## What is NLP (Natural Language Processing)?

Natural language processing (NLP) refers to the branch of computer science—and more specifically, the branch of artificial intelligence concerned with giving computers the ability to understand text and spoken words in much the same way human beings can.

### Some NLP tasks

* automatic translation
* speech recognition
* question answering
* text summarization
* sentiment analysis
* topic modelling
* Named Entity Recognition (NER)
* speech to text and text to speech
* text and question generatiion
* error correction
* Word Sense Disambiguation



In [None]:
from IPython.display import Image
Image("data/nlp.PNG")

### What is text pre-processing and why do we need it?

Most of the time, the texts that we need to analyze, or - the data we have, is not in an ideal state. It is often the case that when doing NLP related tasks, we tend to underestimate the time and effort needed to get the data (the texts) into a state in which they are ready for further analysis or prediction.

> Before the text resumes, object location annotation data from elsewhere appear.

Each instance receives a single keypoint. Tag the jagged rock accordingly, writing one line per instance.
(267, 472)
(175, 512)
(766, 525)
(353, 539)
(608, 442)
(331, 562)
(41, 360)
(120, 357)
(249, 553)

Text pre-processing is often the first and <b> a very important </b>, (although perhaps not very interesting) step of any NLP task. 

For computers, understanding human language is not the easiest task. Computers can easily understands <b> structured </b> data, such as spreadsheets, or tables in a database.

However, language - whether in a written form (such as tweets, articles, reviews, novels, poems, plays, etc.) or in a spoken form is compeletly <b>unstructured </b>. Pre- procssing transforms text into a more digestible form for the computer, so that our NLP methods (based on machine-learning algorithms, e.g.) can preform better.

It is sometimes a real effort to discover in which ways our data is messy, and to think about how we can clean it.

However, it is really important to put in that work, because if our data isn't <i> clean </i>, the results of our analysis won't be <i>clean</i> either.

The pre-processing steps for a problem depend mainly on the domain and the problem itself, hence, we don’t need to apply all steps to every problem. 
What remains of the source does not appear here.